Personal. My story. Your story. Their story. Our story. Sometimes it’s clear, sometimes it gets mixed up together, but above all else we have to remember this is personal. Private. Precious. I have the right to tell my story, but that may interweave with those I love. The trick is to tread gently and make sure I don’t trample someone else’s privacy with my words.
Taboo. Boy, this is a big one. Why on earth are so many topics off limits in this culture? I didn’t get pregnant at the drop of a hat, and it completely shocked me because my pre-marital years were filled with a single message: for the love of all things holy, don’t have sex and get pregnant or you’ll end up another teen statistic; now you want to finish college or you won’t get a good job and your life will be derailed and it all starts with having the sex. I’m not saying someone should have been cheering me on, but maybe by the time I was in my late twenties I should have known a little something about fertility. (See also: sex, sexual orientation, civilized political discourse, parenting struggles, mental health, and Coke vs. Pepsi)
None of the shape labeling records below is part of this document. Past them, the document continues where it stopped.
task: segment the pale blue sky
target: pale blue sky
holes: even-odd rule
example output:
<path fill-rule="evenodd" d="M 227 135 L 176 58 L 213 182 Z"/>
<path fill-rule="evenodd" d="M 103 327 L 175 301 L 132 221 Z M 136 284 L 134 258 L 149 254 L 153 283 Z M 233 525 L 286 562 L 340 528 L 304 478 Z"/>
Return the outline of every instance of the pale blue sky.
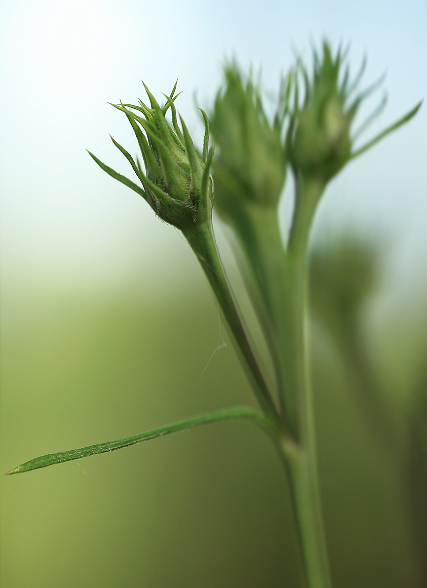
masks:
<path fill-rule="evenodd" d="M 179 78 L 178 108 L 200 141 L 193 95 L 209 108 L 225 57 L 261 67 L 274 89 L 292 48 L 309 56 L 323 36 L 351 44 L 353 71 L 367 54 L 366 85 L 386 72 L 389 103 L 372 132 L 427 97 L 425 0 L 4 0 L 0 23 L 2 261 L 13 282 L 114 283 L 185 266 L 174 230 L 85 151 L 129 173 L 108 133 L 136 147 L 107 101 L 144 98 L 141 78 L 157 96 Z M 318 234 L 344 222 L 396 235 L 401 265 L 418 250 L 426 273 L 426 108 L 334 182 Z"/>

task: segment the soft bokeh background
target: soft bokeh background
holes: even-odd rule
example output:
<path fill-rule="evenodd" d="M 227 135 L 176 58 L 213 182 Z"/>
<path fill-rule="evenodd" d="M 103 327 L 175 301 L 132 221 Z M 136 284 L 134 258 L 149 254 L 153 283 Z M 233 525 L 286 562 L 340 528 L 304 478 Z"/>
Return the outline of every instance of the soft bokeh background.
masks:
<path fill-rule="evenodd" d="M 354 71 L 368 55 L 366 84 L 387 72 L 389 104 L 374 132 L 427 96 L 426 27 L 422 0 L 0 5 L 0 471 L 252 402 L 231 345 L 207 365 L 225 335 L 188 247 L 85 151 L 128 173 L 108 133 L 131 152 L 136 146 L 107 101 L 144 99 L 141 78 L 157 96 L 178 78 L 179 109 L 201 141 L 194 102 L 209 108 L 225 57 L 262 68 L 274 90 L 293 51 L 308 56 L 310 43 L 326 36 L 351 44 Z M 368 332 L 399 398 L 409 393 L 426 348 L 426 136 L 423 106 L 333 182 L 315 228 L 316 242 L 343 227 L 385 243 Z M 396 473 L 342 393 L 328 345 L 319 349 L 320 459 L 336 585 L 412 586 Z M 298 585 L 283 476 L 268 440 L 249 425 L 1 482 L 2 586 L 273 586 L 285 574 L 286 585 Z"/>

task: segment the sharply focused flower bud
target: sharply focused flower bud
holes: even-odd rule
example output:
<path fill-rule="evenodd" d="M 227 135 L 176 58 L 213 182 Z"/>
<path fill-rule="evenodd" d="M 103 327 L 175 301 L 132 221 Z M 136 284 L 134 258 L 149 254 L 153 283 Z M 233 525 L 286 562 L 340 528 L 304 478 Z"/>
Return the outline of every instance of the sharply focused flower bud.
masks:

Implicit. I’m a writer and a strong believer in nonverbal cues. As such, there are some things I absolutely know. BrightSide will be there for me without a moment’s hesitation, even as I’m acting the loon as I jump off a cliff. T-man’s face softens an instant before he does something truly kind or generous, and Bear would give me the very last shirt off her back if I needed it. These are just a few of my know-in-my-heart facts, but I’ve had (hopefully) half a lifetime to practice reading the signs. I think one of the mistakes many of us make with our kids is believing they implicitly know certain things, so I’ve rededicated myself to saying them. Out loud. Often. They include: I love you. Yes, always. I love your dad. I love watching you enjoy life. I feel ___ when you do ___. But yes, I love you, always.
Once. Despite my One and Done list, I’m not a huge fan of this word. First there’s those dreadful Once upon a time fairy tales. I love a great story as much as the next girl, but after the first fifteen or so you can’t help but believe that the sun always shines and the gift always comes and it always works out in the end. Then there’s the I only make a mistake once fiasco. I’ve fallen into this trap, and the walk of shame as I realize I’ve once again lost my temper/overreacted/overcommitted/eaten an entire bag of potato chips is a bitter one indeed.
Now. I’ve read multiple variations of this but it’s striking any way you look at it: There is no past. There is no future. There is only now. (attribution unknown) I spent many years stuck in the past, beating myself for ancient mistakes, carrying burdens from decades ago. I spent years contorted in worry about the future – how would I twist it, shape it, control it to fit my needs. Sometimes I still fall into these traps, but mostly I try staying here. Being present. Remembering that now is the only place I can truly be.